Сергей взял ее. Ладонь была маленькая, но сильная, — Вера, наверное, была не из белоручек. И первый раз Сергей почувствовал, как от прикосновения к этой маленькой ладони ему стало тепло и весело. Он не выпускал ее руку, смотрел на Веру и улыбался.
— Так вот, — снова заговорила Вера, — ума не приложу, почему ты в тот вечер оказался возле моего дома.
— Откровенно?
— Ну, безусловно.
— Из любопытства.
— И только?
— А разве этого недостаточно для начала? — Какого начала?
Сергей замялся:
— Ну... наших дипломатических отношений.
— А зачем же драться?
— Я думал... он тебя оскорбляет. Вера задумалась.
— А если бы я его любила?
— Как... любила?
— А вот так... только не позволяла вольностей с самой первой встречи...
— Выходит, я помешал?
— Как тебе сказать... — Вера замялась, занятая какими-то своими мыслями. — А вот так и скажи... — Сергей снял свою руку с Вериной ладони и насторожился. Сейчас он больше всего боялся быть оскорбленным в самых своих искренних чувствах. Боясь громко дышать, он шел за ней через весь город, потому что она была для него дороже всего на свете. Он готов был вынести ее из огня, броситься за ней в воду, грудью своей прикрыть от любой опасности. Он думал, что она догадывалась об этом. Сейчас он не мог понять Веру и смотрел на нее с каким-то недоумением и даже испугом.

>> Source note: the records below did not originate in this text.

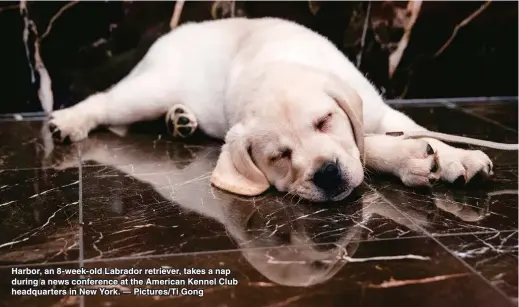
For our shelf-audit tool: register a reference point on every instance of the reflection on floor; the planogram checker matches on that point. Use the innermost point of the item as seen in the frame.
(144, 201)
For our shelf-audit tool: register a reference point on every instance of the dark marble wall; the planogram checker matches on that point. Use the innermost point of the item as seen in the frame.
(55, 53)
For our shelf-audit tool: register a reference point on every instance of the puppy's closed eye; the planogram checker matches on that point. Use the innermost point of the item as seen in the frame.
(284, 153)
(323, 123)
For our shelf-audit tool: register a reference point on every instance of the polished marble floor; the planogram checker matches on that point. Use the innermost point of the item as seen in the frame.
(144, 201)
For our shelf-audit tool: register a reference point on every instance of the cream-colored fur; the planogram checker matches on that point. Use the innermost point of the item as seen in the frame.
(263, 85)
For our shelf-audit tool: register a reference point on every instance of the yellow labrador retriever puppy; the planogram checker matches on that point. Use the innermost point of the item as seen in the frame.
(291, 108)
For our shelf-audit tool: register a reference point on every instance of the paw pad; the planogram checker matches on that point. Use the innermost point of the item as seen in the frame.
(181, 122)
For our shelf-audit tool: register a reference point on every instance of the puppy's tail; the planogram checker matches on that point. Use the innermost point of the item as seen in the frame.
(453, 139)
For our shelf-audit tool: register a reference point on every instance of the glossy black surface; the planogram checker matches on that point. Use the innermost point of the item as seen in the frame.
(145, 201)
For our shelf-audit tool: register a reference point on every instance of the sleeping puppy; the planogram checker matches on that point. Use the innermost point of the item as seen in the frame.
(291, 108)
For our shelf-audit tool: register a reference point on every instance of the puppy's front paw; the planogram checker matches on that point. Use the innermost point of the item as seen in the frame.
(417, 163)
(461, 166)
(68, 126)
(180, 121)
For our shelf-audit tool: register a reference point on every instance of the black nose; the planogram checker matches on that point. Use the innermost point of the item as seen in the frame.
(328, 177)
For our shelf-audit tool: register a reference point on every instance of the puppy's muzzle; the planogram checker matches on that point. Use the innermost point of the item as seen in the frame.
(329, 178)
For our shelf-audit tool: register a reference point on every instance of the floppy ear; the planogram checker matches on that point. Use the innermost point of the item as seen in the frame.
(351, 104)
(235, 171)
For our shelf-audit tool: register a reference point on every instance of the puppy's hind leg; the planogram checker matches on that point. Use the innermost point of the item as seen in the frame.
(145, 96)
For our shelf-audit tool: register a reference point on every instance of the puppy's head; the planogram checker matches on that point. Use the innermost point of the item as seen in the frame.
(308, 141)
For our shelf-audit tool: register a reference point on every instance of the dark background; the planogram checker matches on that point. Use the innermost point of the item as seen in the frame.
(455, 49)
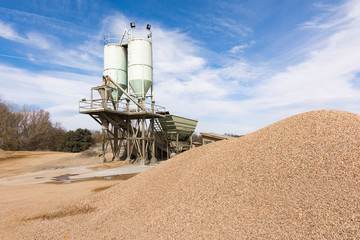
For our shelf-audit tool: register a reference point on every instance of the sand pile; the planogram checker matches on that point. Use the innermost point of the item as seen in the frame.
(298, 178)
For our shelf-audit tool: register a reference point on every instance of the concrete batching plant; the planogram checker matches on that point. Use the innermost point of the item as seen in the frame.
(134, 127)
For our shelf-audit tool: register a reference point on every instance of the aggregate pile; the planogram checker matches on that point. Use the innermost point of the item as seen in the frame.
(296, 179)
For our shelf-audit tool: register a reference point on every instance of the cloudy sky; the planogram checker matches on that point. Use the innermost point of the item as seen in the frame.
(236, 66)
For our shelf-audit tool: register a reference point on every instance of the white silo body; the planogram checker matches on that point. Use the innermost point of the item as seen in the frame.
(140, 66)
(115, 66)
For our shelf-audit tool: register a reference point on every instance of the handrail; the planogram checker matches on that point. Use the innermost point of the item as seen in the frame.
(128, 95)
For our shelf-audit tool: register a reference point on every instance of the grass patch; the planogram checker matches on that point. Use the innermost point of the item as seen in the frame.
(69, 211)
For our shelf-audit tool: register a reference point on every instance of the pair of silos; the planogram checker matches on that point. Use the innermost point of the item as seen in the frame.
(133, 64)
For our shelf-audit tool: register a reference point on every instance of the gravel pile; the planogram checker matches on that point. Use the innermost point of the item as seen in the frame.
(298, 178)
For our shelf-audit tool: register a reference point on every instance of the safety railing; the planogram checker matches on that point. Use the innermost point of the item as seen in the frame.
(123, 106)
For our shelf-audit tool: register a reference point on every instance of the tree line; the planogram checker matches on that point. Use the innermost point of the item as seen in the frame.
(30, 129)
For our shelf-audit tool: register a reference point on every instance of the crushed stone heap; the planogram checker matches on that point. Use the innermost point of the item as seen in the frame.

— Дурачок ты, — мягко сказала Вера, — не смотри на меня так... Просто, ты еще совсем ребенок. Ну, прощай... — Вера встала, поправила черную, аккуратно выглаженную юбку. — Прощай. Поправляйся. И больше никогда этого не делай.
Сергей был ошарашен.
— Прощай... — тихо повторил он.
— Ну, вот и хорошо... для начала наших дипломатических отношений, — произнесла она и пошла к двери.
Сергей смотрел ей вслед и чувствовал, как в груди нарастал яростный горячий протест против всего, Что она тут наговорила.
— Погоди! — крикнул он, когда дверь уже закрылась за ней. — Погоди!
Злость кипела в нем, не находя выхода. Он приподнялся на локтях, превозмогая боль в голове, и глазами, полными слез, смотрел на злополучную дверь, которая закрылась за человеком, на всю жизнь обидевшим его.